For VIGS of CsRDR3 in No.148, the ALSV construct pBICAL2::CsRDR3-189 was used. The characteristic photobleaching effect appeared in the topmost leaves after 28 dpi and was subsequently enhanced in the phytoene desaturase (PDS) gene-silenced No.148 plants (Fig. 7A). Plants with mixed ToLCNDV and ALSV infections, as confirmed by PCR, were selected for further analysis. The control No.148 plants with mixed infection of ToLCNDV and wild-type ALSV were resistant to ToLCNDV. In contrast, the CsRDR3-silenced No.148 plants exhibited mild leaf-yellowing symptoms and accumulated nine times more ToLCNDV viral DNA, which was significantly greater than that of the control plants. The transcript levels of CsRDR3 tended to be lower in CsRDR3-silenced No.148 plants than in control plants at 40 dpi, but with no statistical differences. Although the first experiment partially supported our hypothesis that CsRDR3 is involved in ToLCNDV resistance, further experiments are needed.

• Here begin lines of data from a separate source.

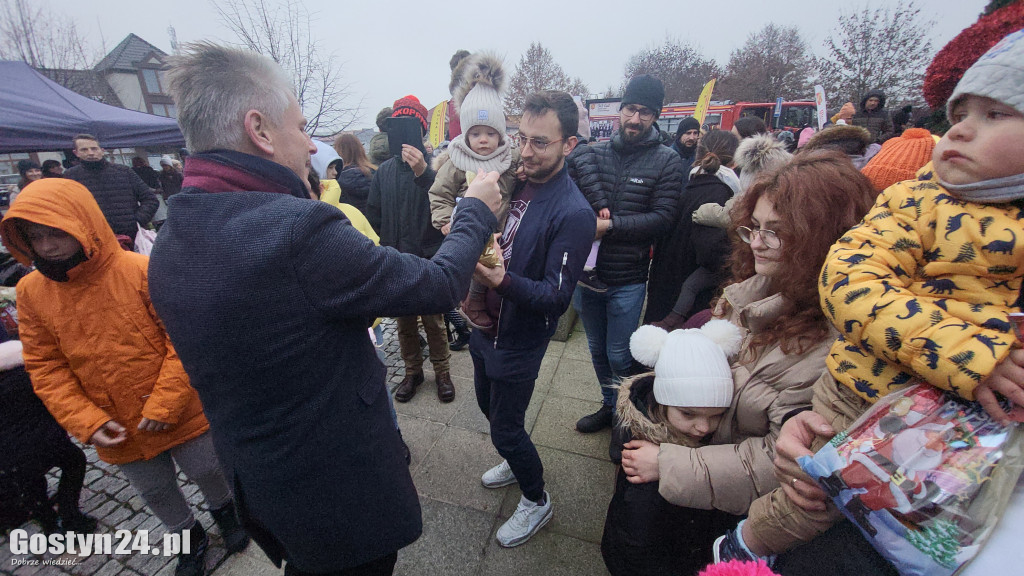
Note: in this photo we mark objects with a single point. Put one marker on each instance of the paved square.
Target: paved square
(451, 449)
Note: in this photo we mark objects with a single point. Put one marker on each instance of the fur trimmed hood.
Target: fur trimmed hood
(635, 404)
(852, 140)
(873, 93)
(480, 69)
(757, 155)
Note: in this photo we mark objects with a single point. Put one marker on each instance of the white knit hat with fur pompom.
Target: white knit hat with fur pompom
(691, 367)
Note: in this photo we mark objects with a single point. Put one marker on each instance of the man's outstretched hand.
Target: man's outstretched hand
(484, 187)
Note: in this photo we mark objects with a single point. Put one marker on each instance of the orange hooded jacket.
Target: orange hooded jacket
(93, 345)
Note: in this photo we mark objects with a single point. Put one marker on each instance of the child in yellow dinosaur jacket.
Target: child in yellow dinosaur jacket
(922, 288)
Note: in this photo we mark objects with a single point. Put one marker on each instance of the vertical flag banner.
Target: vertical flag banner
(819, 99)
(704, 101)
(437, 124)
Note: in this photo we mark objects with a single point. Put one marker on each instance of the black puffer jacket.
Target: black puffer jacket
(689, 247)
(642, 183)
(354, 187)
(878, 121)
(398, 208)
(123, 197)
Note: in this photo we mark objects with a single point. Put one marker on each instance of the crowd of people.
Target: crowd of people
(744, 296)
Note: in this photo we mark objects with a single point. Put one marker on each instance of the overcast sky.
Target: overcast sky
(389, 49)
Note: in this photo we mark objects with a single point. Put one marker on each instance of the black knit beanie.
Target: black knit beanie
(688, 123)
(645, 90)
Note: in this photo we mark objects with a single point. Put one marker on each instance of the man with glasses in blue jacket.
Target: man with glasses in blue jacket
(544, 246)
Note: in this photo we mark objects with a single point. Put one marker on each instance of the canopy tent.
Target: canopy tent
(37, 114)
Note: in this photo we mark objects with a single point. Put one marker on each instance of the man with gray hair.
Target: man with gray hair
(254, 281)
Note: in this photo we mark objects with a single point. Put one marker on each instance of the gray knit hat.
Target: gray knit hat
(997, 75)
(478, 92)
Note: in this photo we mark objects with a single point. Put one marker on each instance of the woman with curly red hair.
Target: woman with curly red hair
(783, 228)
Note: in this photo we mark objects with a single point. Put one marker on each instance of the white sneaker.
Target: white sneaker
(499, 476)
(527, 519)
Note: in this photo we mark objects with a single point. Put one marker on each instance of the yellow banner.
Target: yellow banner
(438, 122)
(704, 101)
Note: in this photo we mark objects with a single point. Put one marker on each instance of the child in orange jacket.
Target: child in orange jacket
(101, 362)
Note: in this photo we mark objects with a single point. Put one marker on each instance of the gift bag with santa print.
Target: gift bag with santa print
(924, 475)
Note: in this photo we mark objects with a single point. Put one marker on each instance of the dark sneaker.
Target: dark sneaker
(445, 388)
(194, 562)
(620, 436)
(407, 453)
(236, 538)
(596, 421)
(590, 281)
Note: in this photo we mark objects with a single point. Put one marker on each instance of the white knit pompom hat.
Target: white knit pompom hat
(691, 367)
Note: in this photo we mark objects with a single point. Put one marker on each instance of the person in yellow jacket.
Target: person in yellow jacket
(330, 192)
(922, 289)
(101, 362)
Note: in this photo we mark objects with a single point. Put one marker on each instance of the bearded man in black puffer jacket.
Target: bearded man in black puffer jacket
(641, 181)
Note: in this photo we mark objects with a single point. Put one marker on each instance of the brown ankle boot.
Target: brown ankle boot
(407, 388)
(474, 309)
(445, 388)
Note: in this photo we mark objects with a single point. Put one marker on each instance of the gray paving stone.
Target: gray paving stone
(576, 347)
(250, 562)
(452, 470)
(574, 378)
(470, 417)
(420, 436)
(425, 404)
(556, 427)
(547, 552)
(453, 541)
(581, 489)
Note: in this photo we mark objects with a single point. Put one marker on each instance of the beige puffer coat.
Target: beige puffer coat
(736, 467)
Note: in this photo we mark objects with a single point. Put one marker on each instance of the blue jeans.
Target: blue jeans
(504, 380)
(609, 319)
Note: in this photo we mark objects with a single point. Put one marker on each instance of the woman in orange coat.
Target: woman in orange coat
(101, 362)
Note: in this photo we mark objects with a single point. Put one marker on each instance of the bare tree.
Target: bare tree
(680, 67)
(773, 63)
(45, 40)
(281, 30)
(538, 71)
(885, 48)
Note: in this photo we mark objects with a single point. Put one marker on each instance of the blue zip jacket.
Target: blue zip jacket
(550, 249)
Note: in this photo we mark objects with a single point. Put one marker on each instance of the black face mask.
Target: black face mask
(57, 270)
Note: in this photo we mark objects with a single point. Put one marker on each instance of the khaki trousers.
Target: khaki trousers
(409, 342)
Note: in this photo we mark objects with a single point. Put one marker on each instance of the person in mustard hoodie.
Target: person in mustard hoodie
(101, 362)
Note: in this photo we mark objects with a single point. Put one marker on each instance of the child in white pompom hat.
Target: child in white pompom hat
(681, 402)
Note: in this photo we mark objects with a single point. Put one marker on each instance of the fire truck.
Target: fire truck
(795, 115)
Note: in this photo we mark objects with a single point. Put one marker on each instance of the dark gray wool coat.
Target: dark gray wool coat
(267, 297)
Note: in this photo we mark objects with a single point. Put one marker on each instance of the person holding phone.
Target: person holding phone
(398, 208)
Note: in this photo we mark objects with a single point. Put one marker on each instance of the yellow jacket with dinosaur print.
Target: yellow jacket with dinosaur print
(922, 287)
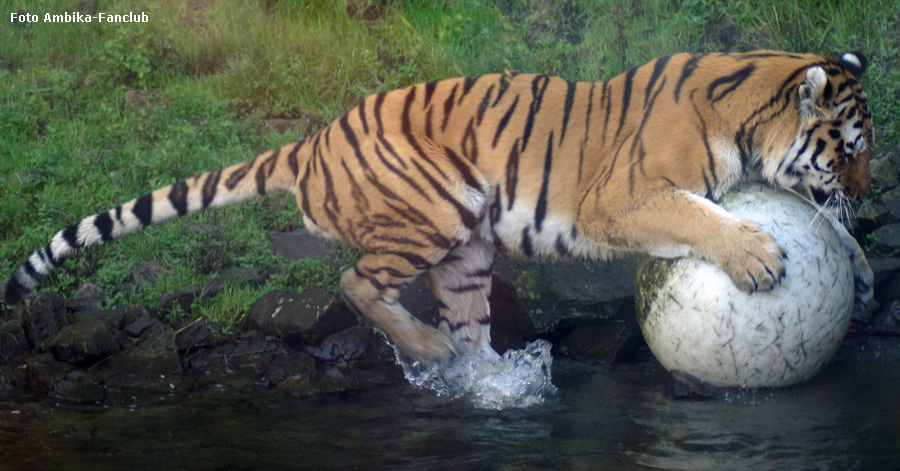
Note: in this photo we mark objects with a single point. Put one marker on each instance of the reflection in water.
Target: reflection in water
(847, 418)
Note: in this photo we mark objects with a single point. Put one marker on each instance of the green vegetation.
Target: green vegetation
(74, 140)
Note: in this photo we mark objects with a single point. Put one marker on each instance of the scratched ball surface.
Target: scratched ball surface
(697, 322)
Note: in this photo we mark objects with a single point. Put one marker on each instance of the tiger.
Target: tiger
(436, 178)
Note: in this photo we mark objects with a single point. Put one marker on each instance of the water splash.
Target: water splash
(518, 379)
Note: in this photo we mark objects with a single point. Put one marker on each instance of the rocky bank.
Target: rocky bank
(308, 343)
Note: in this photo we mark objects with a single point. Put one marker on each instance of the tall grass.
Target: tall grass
(70, 145)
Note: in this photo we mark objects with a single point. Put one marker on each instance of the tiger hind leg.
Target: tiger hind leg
(461, 282)
(372, 288)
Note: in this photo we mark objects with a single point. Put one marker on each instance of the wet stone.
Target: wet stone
(146, 365)
(44, 316)
(85, 343)
(305, 318)
(12, 338)
(887, 236)
(607, 343)
(198, 333)
(353, 344)
(43, 372)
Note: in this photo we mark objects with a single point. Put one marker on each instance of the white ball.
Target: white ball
(697, 322)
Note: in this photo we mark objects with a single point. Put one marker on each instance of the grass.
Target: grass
(70, 145)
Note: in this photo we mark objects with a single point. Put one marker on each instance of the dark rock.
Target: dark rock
(45, 315)
(147, 365)
(198, 333)
(43, 372)
(84, 343)
(13, 341)
(300, 244)
(140, 325)
(353, 344)
(245, 350)
(79, 386)
(331, 381)
(686, 390)
(301, 318)
(888, 236)
(89, 297)
(884, 167)
(511, 326)
(571, 289)
(184, 298)
(605, 343)
(282, 365)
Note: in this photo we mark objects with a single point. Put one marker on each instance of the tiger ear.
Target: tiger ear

Since the efficiency of VIGS by ALSV is reportedly affected by the genotype of the host plant and the size of the fragment inserted into the virus vector [49, 50], we used another chromosome segment substitution line, No.489, and ALSV construct pBICAL2::CsRDR3-102, which has a shorter fragment from a different part of the CsRDR3 gene (Fig. 7B). The PDS gene-silenced No.489 plants started to show a photobleached phenotype in the developing leaves at 28 dpi. Since the growth of No.489 was more vigorous than that of No.148 under the same experimental conditions, we cut back the plants at 28 dpi and used the newly elongating lateral branches for analyses. At 40 dpi, the PDS-silenced No.489 plants exhibited a highly uniform photobleached phenotype. The control No.489 plants with mixed infection of ToLCNDV and wild-type ALSV were resistant to ToLCNDV. Moreover, the CsRDR3-silenced No.489 plants exhibited severe leaf curling and yellowing symptoms. In addition, there were 51-fold more ToLCNDV-accumulating viral DNA in the CsRDR3-silenced No.489 plants than in the control plants. Moreover, the CsRDR3 transcript level was significantly lower in the CsRDR3-silenced No.489 plants than in the control No.489 plants. We also conducted VIGS for several other genes located in the candidate genomic region, such as CsaV3_1G039720, CsaV3_1G039750, CsaV3_1G039790, CsaV3_1G039870, and CsaV3_1G039910, which had sequence variances in No.44 or higher gene expression in ToLCNDV-infected No.44 than in SHF (Table 4), but no loss-of-resistance phenotypes were observed in the gene-silenced plants (data not shown). In conclusion, that CsRDR3 is most likely the gene underlying ToLCNDV resistance at QTL Cy-1 in No.44.